Ныне наступило то время, в котором неусыпным попечением премудрой императрицы исправляются погрешности наших предков. От невежества граждане российские начинают отвращаться и к просвещению влекутся. Сие устремление надо всемерно поддержать и законодательно закрепить. Коли потребуются государыне верные слуги и ревнители просвещения, то он, Новиков, отстраняя забавы молодости, готов с усердием служить снятому делу.

Сонная тишина стыла в зале, перо неудержимо летело по бумаге.

Пусть древнему городу России выпадет высокая честь стать родником просвещения. В Москве можно издавать журнал или основать типографию и торговать книгами, если таковое указание поступит от государыни. Малая денежная ссуда, казною выделенная, укрепит благое начинание.

Он поставил точку и подписался: Николай Новиков, держатель дневных записей. Горестно вздохнул: должность была ничтожная. Подумав, прибавил: унтер-офицер гвардии ее величества Измайловского полка. Чин был еще скромнее… Но ведь Екатерина любит одаривать вниманием и наградой людей неродовитых. Он бы не осмелился обратиться к ее величеству, если бы не помнил о ее просьбе докладывать о неустройстве жизни и дополнять «Наказ» каждому, кто пожелает.
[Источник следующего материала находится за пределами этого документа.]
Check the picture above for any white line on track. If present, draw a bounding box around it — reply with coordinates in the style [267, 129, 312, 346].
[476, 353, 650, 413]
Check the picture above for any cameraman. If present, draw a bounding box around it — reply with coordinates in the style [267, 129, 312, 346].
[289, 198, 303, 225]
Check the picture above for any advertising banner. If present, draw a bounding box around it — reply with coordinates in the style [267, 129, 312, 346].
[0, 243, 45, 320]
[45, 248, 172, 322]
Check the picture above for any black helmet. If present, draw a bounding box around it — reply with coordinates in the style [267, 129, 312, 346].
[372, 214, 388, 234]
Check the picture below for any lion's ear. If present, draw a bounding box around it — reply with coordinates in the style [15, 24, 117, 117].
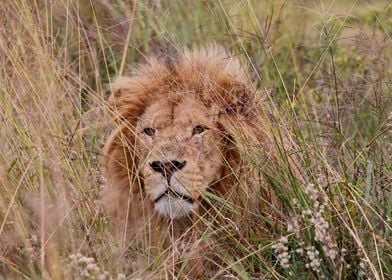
[109, 77, 148, 122]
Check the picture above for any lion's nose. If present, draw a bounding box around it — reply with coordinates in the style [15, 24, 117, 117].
[150, 160, 186, 178]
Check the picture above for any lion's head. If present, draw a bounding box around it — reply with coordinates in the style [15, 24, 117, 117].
[103, 46, 270, 232]
[135, 96, 225, 218]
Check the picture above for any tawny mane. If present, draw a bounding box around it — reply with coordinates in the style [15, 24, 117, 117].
[102, 46, 271, 276]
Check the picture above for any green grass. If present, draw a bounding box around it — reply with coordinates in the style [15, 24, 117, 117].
[0, 0, 392, 279]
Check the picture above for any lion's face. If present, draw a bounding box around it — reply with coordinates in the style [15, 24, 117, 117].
[135, 98, 224, 219]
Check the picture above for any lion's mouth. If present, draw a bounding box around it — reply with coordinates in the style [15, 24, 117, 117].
[154, 189, 194, 204]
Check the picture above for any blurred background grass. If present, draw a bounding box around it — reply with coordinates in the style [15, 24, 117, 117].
[0, 0, 392, 279]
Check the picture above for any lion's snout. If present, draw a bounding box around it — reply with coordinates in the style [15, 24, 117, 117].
[150, 160, 186, 180]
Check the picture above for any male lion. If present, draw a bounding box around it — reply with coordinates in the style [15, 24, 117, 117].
[102, 46, 278, 273]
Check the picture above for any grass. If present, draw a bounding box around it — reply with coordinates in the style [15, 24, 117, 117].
[0, 0, 392, 279]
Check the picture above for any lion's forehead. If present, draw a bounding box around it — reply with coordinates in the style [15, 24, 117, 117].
[139, 99, 214, 130]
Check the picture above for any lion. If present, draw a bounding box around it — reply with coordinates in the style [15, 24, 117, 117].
[102, 45, 274, 273]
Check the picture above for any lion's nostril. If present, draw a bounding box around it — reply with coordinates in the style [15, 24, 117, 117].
[171, 160, 186, 170]
[150, 160, 186, 178]
[150, 161, 164, 173]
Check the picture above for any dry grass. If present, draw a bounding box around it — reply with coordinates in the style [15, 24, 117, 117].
[0, 0, 392, 279]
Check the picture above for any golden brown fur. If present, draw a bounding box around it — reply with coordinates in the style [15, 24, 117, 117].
[102, 46, 278, 275]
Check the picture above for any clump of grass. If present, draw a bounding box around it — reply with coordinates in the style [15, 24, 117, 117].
[0, 0, 392, 279]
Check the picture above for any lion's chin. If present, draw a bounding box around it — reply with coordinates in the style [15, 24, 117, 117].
[154, 196, 197, 219]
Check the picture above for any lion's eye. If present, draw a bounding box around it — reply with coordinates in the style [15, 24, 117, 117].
[192, 125, 208, 134]
[143, 127, 155, 136]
Слова государыни навсегда в его сердце: «Свобода, душа всего, без тебя мертво… Я не хочу рабов… Я хочу, чтобы повиновались законам… Нужно просвещать нацию».

Без просвещения не быть свободе.


Большое собрание гудело от возбуждения. Какой титул поднести бессмертной, дражайшей Екатерине? Как выразить трепетную любовь подданных? Есть ли такие слова?
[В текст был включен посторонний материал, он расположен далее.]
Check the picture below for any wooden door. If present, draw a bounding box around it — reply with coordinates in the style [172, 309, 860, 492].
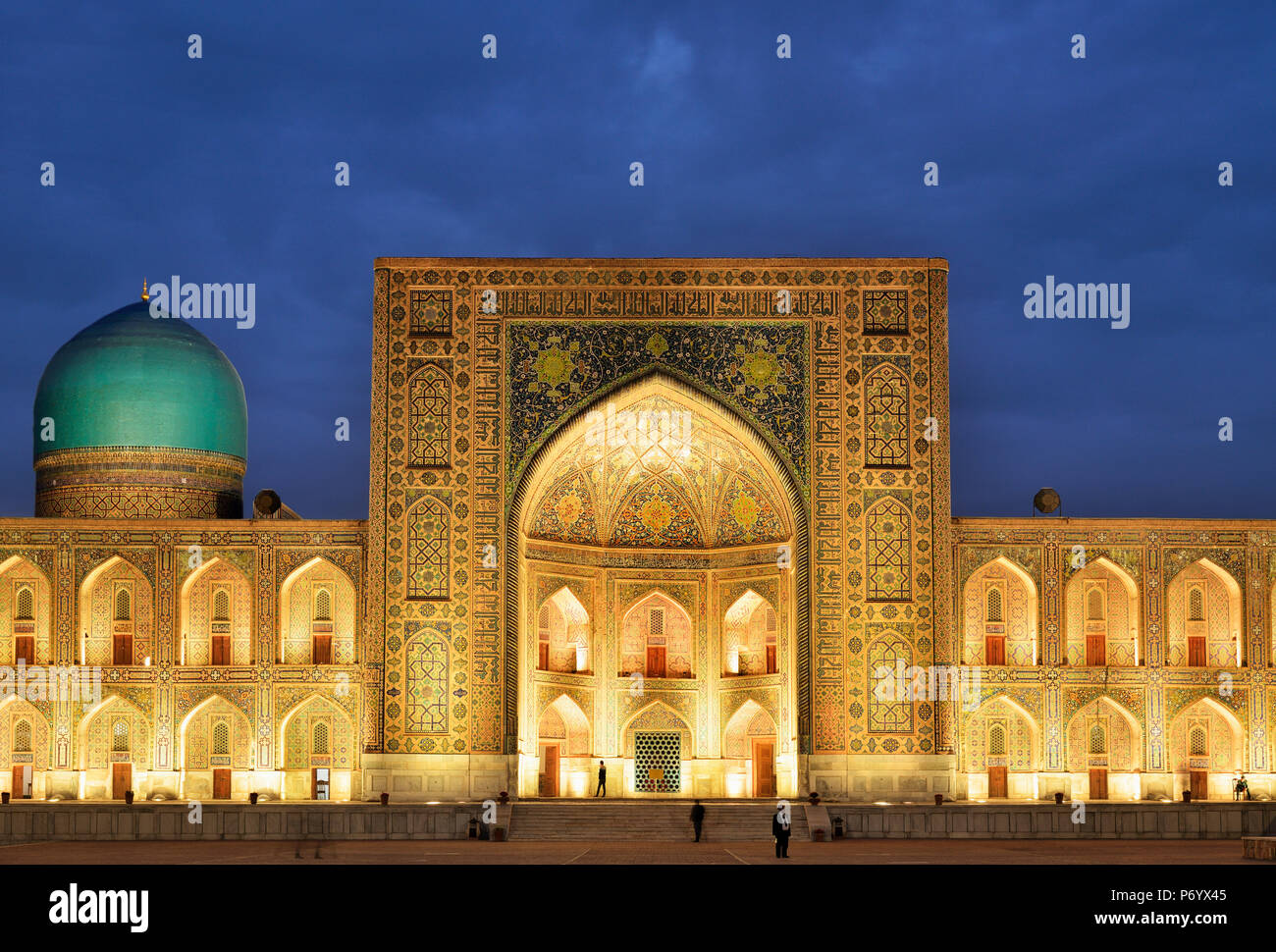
[111, 764, 133, 800]
[13, 634, 35, 664]
[1086, 634, 1107, 667]
[1190, 770, 1209, 800]
[1090, 767, 1107, 800]
[540, 744, 558, 796]
[314, 634, 332, 664]
[984, 634, 1005, 664]
[753, 738, 775, 799]
[1188, 636, 1206, 667]
[211, 634, 231, 664]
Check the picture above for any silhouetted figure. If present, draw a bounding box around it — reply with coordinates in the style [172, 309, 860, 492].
[771, 807, 792, 859]
[692, 800, 705, 842]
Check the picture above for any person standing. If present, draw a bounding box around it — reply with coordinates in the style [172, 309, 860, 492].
[771, 805, 792, 859]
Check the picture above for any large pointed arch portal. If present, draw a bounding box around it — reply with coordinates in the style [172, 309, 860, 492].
[503, 371, 811, 795]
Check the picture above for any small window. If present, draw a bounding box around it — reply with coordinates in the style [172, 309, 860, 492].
[213, 721, 231, 756]
[985, 588, 1002, 621]
[1188, 586, 1204, 621]
[213, 588, 231, 621]
[1086, 586, 1104, 621]
[115, 588, 133, 621]
[315, 588, 332, 621]
[14, 586, 35, 621]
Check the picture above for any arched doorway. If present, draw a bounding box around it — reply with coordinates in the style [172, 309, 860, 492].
[505, 374, 808, 796]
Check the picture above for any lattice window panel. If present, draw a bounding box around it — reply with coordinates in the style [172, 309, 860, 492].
[868, 634, 914, 734]
[634, 731, 683, 794]
[213, 721, 231, 757]
[115, 588, 133, 621]
[14, 586, 35, 621]
[407, 366, 452, 466]
[985, 588, 1002, 621]
[407, 499, 452, 600]
[864, 497, 913, 601]
[987, 723, 1005, 757]
[213, 588, 231, 621]
[1086, 586, 1104, 621]
[1188, 586, 1204, 621]
[315, 588, 332, 621]
[404, 636, 448, 734]
[864, 364, 909, 467]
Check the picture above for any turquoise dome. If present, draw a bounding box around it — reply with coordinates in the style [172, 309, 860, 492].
[34, 301, 247, 459]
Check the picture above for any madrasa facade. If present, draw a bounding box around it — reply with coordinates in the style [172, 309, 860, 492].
[0, 258, 1276, 803]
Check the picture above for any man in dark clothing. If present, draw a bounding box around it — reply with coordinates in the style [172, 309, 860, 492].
[771, 807, 792, 859]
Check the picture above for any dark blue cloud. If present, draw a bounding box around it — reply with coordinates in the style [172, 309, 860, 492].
[0, 3, 1276, 518]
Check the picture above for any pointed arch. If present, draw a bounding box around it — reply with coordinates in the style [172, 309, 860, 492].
[962, 694, 1041, 773]
[76, 553, 156, 666]
[1165, 557, 1246, 667]
[76, 694, 153, 772]
[536, 585, 594, 674]
[178, 555, 252, 664]
[275, 555, 358, 664]
[0, 555, 54, 664]
[1169, 694, 1247, 773]
[276, 692, 358, 770]
[1063, 694, 1143, 773]
[721, 698, 775, 760]
[1063, 555, 1147, 667]
[961, 554, 1041, 664]
[721, 588, 779, 676]
[505, 369, 811, 755]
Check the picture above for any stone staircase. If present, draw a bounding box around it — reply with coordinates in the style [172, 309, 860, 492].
[509, 800, 811, 842]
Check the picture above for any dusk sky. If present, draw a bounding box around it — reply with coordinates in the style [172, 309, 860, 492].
[0, 1, 1276, 518]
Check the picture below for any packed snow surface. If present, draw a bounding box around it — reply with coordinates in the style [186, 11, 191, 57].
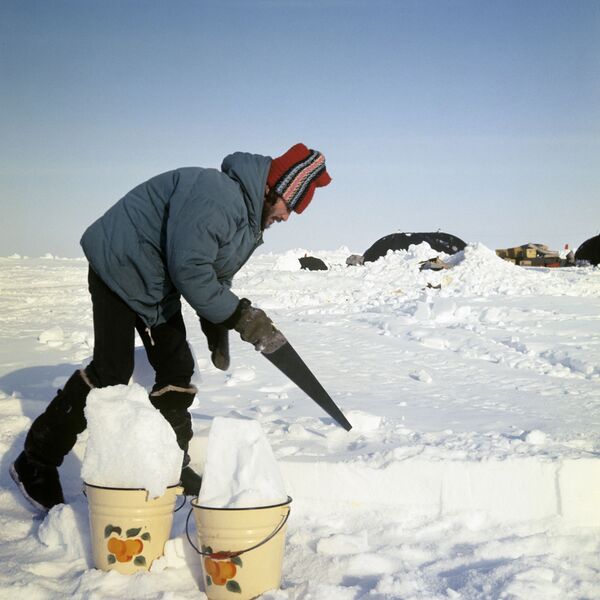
[81, 383, 183, 498]
[0, 244, 600, 600]
[198, 417, 287, 508]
Слов было много, но в дело годились не все. Можно ли Всесветлейшую, Державнейшую Великую Государыню, Императрицу и Самодержицу Всероссийскую назвать Государыней Всемилостивейшей? Пристал ли ей, например, титул Матери отечества многопопечительной?

Слова были очень хорошие, но выходил следующий депутат и оглушал всех новым предложением. Пусть государыня украсится титулом Восстановительницы блаженства Российского народа! Разве это не будет справедливо?
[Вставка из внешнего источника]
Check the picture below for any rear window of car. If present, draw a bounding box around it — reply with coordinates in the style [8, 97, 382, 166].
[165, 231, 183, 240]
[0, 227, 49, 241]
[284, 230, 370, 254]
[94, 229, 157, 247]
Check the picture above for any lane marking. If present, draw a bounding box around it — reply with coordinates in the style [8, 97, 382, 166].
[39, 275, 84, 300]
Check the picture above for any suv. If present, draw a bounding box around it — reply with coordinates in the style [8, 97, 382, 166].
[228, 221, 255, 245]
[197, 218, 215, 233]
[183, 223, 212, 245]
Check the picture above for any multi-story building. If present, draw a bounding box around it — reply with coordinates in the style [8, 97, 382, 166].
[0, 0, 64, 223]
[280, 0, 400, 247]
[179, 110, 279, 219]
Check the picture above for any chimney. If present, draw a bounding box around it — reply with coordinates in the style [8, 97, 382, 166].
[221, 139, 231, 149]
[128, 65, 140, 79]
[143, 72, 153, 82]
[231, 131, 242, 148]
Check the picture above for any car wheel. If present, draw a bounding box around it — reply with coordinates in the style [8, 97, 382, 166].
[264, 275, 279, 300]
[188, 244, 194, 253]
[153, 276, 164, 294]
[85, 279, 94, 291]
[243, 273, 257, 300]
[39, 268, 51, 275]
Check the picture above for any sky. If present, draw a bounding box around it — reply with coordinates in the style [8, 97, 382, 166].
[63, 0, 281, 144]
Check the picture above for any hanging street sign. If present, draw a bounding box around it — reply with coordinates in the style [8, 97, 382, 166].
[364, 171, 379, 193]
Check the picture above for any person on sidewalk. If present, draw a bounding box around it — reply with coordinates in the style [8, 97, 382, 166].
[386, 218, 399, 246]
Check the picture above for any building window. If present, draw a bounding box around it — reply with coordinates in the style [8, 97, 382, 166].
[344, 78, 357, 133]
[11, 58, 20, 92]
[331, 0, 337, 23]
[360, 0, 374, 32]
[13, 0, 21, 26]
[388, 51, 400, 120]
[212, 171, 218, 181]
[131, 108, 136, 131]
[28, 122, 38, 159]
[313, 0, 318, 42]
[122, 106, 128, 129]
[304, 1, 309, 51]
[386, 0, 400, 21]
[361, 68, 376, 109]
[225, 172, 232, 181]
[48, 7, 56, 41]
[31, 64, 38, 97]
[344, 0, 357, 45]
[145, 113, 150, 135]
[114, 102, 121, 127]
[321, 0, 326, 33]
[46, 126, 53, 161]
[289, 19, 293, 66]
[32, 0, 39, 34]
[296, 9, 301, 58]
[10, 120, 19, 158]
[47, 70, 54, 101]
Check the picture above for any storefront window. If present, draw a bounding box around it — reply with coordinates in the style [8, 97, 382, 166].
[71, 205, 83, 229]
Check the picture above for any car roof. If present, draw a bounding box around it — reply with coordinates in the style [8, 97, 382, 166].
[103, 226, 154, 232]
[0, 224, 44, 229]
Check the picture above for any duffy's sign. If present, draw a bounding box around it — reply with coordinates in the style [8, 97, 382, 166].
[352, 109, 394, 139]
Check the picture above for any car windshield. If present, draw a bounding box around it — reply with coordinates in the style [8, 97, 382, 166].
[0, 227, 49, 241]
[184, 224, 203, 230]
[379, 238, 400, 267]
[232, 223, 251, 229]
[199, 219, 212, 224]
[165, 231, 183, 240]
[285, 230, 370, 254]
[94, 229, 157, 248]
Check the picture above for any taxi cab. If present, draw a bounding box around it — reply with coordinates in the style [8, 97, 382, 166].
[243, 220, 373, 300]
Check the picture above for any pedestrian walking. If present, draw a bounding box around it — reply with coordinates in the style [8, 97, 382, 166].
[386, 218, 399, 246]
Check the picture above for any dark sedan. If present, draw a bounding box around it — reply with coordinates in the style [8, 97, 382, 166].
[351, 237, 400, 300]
Нет, это будет очень справедливо, но ведь есть же слова более емкие, более могучие, более прекрасные.

Конечно, такие слова нашел именно Григорий Орлов, депутат Капорский от дворянства, любимец государыни. Эти слова были: «Великая и Премудрая Мать Отечества».

Страсти улеглись, и с облегчением, словно выполнив большую работу, собрание депутатов решило поднести императрице сей титул.

Блаженный день наступил. Царица торопливо прошла к своему креслу, опустилась в него, хмурясь и кивая по сторонам, и оказалась под своим портретом, на котором изображена ступающей легко и весело, улыбающейся миру светло и ясно.

Маршал Бибиков начал речь. Он рассказывал о великих начинаниях императрицы, о благоденствующем народе, о весенних ветрах новой эпохи, об одушевлении людей всех сословий. Лицо Екатерины было непроницаемо-застывшим. Лишь иногда ноздри нетерпеливо дергались, и тогда резкая складка подсекала нос, придавая лицу что-то хищное, совиное.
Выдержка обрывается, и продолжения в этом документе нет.